# Vintage Vespas



## Mr. B. Scott Robinson (Jan 16, 2017)

It has become a bit of a fetish in my corner of the globe for expats to seek out and purchase antique Vespa scooters and have them sent back home. These are models from the 1960s. 

I have a good understanding of the antique car market, so I am surprised that these cobbled together "Frankenstein Monster" type Vespas hold any significant collector interest since they are about as far from a pristine "barn find" as could be. 

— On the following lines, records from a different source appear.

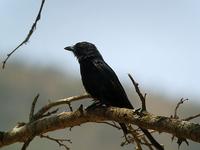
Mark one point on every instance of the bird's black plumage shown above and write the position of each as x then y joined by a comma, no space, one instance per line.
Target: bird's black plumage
101,82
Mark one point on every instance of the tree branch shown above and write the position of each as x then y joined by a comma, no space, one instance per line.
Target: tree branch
33,27
179,128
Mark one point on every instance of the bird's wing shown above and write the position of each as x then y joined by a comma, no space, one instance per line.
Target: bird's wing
111,85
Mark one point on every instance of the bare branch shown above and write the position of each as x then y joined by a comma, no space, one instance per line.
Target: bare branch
28,35
111,124
33,108
177,106
68,100
179,128
142,98
192,117
26,143
59,141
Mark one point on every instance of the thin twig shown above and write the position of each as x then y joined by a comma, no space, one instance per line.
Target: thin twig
68,100
147,143
50,113
110,124
192,117
59,141
28,35
177,106
33,107
142,98
26,144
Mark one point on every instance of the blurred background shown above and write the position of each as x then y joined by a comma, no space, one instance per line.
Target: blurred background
156,41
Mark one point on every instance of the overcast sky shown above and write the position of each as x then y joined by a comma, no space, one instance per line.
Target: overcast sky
156,41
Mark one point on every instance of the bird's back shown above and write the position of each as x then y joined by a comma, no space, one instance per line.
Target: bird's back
103,84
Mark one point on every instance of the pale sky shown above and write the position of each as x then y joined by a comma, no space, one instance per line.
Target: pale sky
156,41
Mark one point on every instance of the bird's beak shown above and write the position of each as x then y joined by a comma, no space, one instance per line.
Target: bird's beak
69,48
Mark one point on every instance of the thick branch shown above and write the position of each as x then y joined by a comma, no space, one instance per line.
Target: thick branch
179,128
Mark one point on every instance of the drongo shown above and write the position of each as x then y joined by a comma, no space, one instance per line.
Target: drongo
101,82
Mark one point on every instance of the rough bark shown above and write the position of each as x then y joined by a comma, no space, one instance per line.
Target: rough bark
179,128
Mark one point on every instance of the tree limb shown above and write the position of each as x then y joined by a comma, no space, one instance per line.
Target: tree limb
33,27
179,128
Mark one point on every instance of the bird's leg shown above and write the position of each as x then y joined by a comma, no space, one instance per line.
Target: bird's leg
94,105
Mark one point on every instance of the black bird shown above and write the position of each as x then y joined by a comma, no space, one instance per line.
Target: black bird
101,82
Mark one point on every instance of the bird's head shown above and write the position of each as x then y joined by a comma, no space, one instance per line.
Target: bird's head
83,50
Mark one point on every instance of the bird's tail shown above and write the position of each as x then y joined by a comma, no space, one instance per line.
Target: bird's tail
152,140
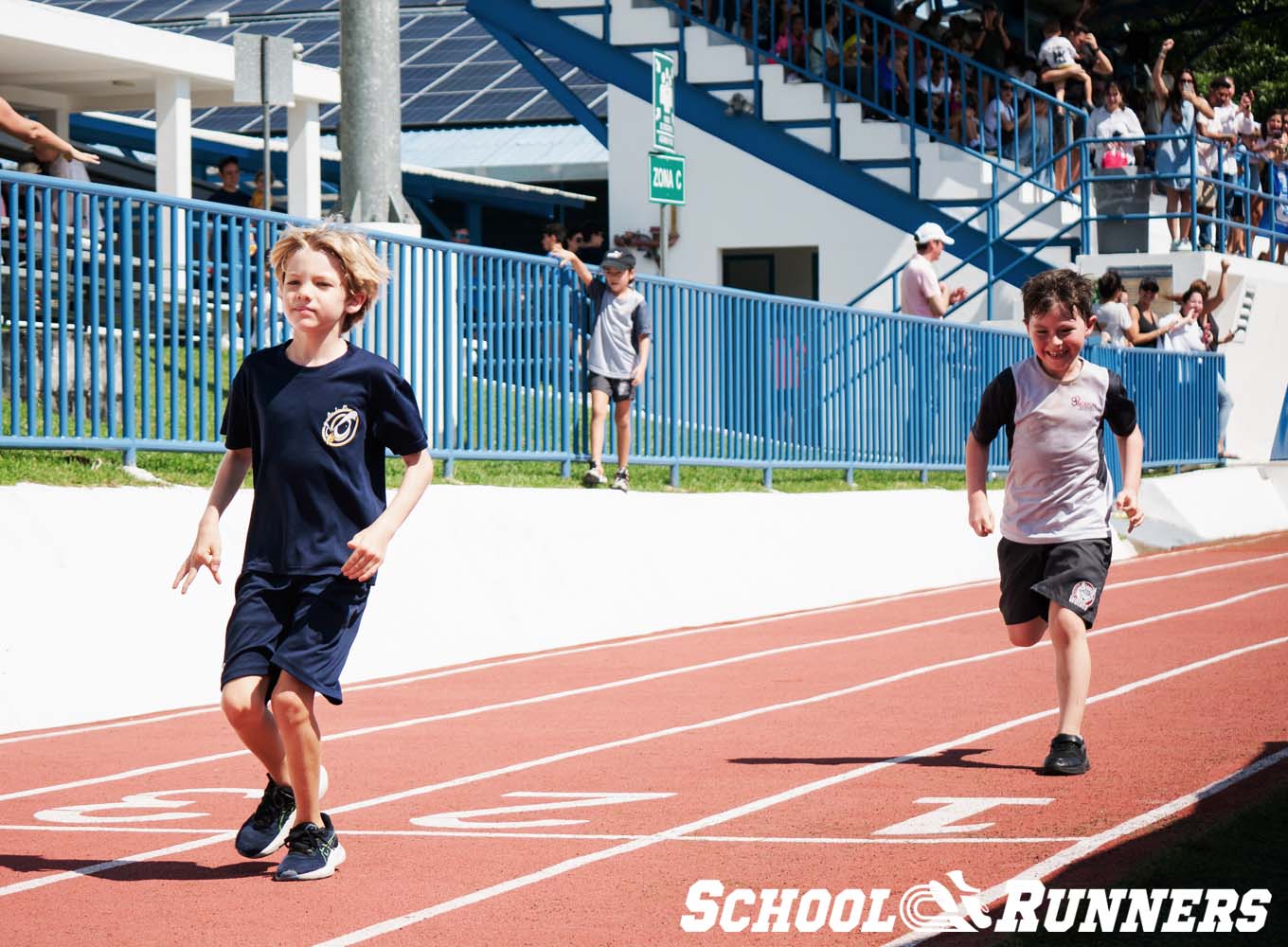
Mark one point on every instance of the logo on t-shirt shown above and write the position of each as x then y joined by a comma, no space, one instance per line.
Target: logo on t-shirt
1083,596
340,427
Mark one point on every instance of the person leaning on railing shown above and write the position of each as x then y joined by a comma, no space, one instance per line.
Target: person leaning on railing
1175,159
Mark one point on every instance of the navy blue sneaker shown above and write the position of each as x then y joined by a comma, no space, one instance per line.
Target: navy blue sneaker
314,852
1068,757
265,831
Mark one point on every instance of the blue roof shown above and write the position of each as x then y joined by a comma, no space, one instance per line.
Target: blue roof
454,72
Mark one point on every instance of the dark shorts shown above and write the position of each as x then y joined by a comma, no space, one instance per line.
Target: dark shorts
303,625
1069,574
616,388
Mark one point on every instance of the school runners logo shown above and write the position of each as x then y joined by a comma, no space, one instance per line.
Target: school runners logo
340,427
1083,596
933,908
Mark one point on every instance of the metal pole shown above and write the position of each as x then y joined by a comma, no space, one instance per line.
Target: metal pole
263,99
370,117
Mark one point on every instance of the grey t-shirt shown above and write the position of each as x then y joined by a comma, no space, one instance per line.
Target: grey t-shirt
619,324
1059,489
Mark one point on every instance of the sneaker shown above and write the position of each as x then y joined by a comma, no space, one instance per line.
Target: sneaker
314,852
1068,757
265,831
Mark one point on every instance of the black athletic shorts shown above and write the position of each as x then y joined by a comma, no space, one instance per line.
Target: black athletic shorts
1034,575
616,388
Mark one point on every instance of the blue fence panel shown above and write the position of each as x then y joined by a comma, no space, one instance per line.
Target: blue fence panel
125,314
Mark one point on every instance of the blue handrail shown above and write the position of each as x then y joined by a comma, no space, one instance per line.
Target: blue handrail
122,324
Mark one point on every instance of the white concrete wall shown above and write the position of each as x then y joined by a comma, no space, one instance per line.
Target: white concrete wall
92,629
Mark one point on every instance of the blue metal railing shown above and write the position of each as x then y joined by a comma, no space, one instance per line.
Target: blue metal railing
122,325
1244,188
859,79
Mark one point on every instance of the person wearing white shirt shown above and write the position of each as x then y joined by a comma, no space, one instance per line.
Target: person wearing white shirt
920,293
1113,118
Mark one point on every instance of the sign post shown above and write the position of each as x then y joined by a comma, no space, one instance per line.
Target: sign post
665,168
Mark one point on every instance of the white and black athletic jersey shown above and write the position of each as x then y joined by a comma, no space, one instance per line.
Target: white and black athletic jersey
1059,489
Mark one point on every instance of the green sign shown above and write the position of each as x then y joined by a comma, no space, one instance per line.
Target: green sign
664,100
665,178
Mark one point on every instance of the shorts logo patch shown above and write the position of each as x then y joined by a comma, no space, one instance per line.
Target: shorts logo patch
1083,596
340,427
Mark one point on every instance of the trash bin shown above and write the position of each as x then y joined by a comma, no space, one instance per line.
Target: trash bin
1113,197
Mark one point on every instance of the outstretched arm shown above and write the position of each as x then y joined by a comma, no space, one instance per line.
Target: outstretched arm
207,547
371,544
31,132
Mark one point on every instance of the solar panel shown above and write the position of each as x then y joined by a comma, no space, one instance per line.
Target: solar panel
454,71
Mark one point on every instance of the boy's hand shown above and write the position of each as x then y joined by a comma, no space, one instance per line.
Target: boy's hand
368,550
205,551
1127,504
980,515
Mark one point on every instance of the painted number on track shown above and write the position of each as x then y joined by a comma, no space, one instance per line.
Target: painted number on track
944,819
469,818
82,814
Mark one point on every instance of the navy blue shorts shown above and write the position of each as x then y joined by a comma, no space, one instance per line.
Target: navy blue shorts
1034,575
303,625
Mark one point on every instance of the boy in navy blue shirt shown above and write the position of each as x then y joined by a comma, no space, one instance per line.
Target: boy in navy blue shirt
312,418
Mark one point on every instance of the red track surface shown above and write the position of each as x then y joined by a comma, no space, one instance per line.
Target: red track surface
751,760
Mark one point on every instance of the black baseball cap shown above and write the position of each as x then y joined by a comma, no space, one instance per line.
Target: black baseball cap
618,259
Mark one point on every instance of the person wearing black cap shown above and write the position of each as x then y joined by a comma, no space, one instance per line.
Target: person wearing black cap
619,347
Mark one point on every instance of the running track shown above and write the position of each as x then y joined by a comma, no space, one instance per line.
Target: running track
766,754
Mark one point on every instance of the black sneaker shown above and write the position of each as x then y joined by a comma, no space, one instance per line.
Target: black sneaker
314,852
264,831
1068,757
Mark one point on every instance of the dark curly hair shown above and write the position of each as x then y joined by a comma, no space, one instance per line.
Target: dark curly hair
1058,288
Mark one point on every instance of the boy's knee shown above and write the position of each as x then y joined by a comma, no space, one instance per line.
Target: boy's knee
290,708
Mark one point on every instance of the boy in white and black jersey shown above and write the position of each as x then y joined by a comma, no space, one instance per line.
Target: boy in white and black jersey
1055,547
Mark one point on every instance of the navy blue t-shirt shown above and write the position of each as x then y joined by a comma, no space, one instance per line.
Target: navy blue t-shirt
317,439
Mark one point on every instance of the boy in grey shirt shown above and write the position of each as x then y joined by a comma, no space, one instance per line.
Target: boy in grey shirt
619,346
1055,549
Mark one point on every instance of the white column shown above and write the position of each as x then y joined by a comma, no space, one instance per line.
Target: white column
174,135
303,161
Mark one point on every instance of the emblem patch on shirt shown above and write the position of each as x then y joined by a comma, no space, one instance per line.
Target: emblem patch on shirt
340,427
1083,596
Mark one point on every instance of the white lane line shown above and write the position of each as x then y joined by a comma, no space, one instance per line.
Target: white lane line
648,639
582,836
841,777
625,682
116,864
1084,847
754,807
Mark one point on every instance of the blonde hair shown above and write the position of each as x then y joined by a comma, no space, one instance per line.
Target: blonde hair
364,272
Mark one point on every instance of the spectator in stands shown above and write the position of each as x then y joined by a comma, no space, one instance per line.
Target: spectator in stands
793,49
1059,62
991,45
1115,118
920,293
1001,127
893,79
1221,132
1112,314
1144,330
229,185
1211,300
1175,161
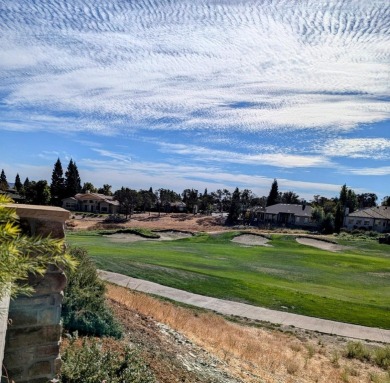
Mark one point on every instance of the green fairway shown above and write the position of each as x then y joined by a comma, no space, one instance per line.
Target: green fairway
349,286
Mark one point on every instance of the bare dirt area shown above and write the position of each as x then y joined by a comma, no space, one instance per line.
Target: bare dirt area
181,344
323,245
178,222
163,236
251,240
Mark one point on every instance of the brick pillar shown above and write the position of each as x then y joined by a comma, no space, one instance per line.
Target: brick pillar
34,330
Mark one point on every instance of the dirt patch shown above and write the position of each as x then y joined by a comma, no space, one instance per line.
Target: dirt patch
180,222
251,240
163,236
323,245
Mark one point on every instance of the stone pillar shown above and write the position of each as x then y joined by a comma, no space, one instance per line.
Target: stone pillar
34,330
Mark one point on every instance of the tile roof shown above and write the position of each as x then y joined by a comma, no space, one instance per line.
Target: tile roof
298,210
378,212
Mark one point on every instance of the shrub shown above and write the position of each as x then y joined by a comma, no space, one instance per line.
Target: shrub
382,357
92,361
84,308
357,350
22,255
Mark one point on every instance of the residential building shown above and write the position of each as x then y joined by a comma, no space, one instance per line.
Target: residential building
92,203
374,218
289,215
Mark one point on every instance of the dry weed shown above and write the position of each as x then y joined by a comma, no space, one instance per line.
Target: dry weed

Anyone have any insight into these types of bikes? 

Cheers, 

BSR


----------



## Mr. B. Scott Robinson (Jan 16, 2017)

Some photos....


----------



## eagle2250 (Mar 24, 2006)

Not trying to be funny, but rather just seeking clarrification, is the first picture of a white Vespa, parked in soneone's kitchen? I "oh-so-loved my Harley Sportster"...but I never parked it in the house! LOL.


----------



## Mr. B. Scott Robinson (Jan 16, 2017)

Apparently, yes. These are photos of Vespas for sale by one of the larger dealers of used Vespas in the country. 

Cheers. 

BSR


----------



## Oldsarge (Feb 20, 2011)

A passion for which I can imagine no logical explanation.


----------



## derum (Dec 29, 2008)

Vespas and Lambrettas were popular with mods in the UK in the 60's and had a resurgence in the 70's. Old models of both are desirable and collectible. There were many manufacturers jumping on the bandwagon in the 60's as this interesting article details.....

https://parkaavenue.blogspot.com/2015/01/scooters-that-never-became-popular-with.html


----------



## Oldsarge (Feb 20, 2011)

Vespa-ish scooters are the local equivalent of either the family car or a pickup truck in SE Asia.


----------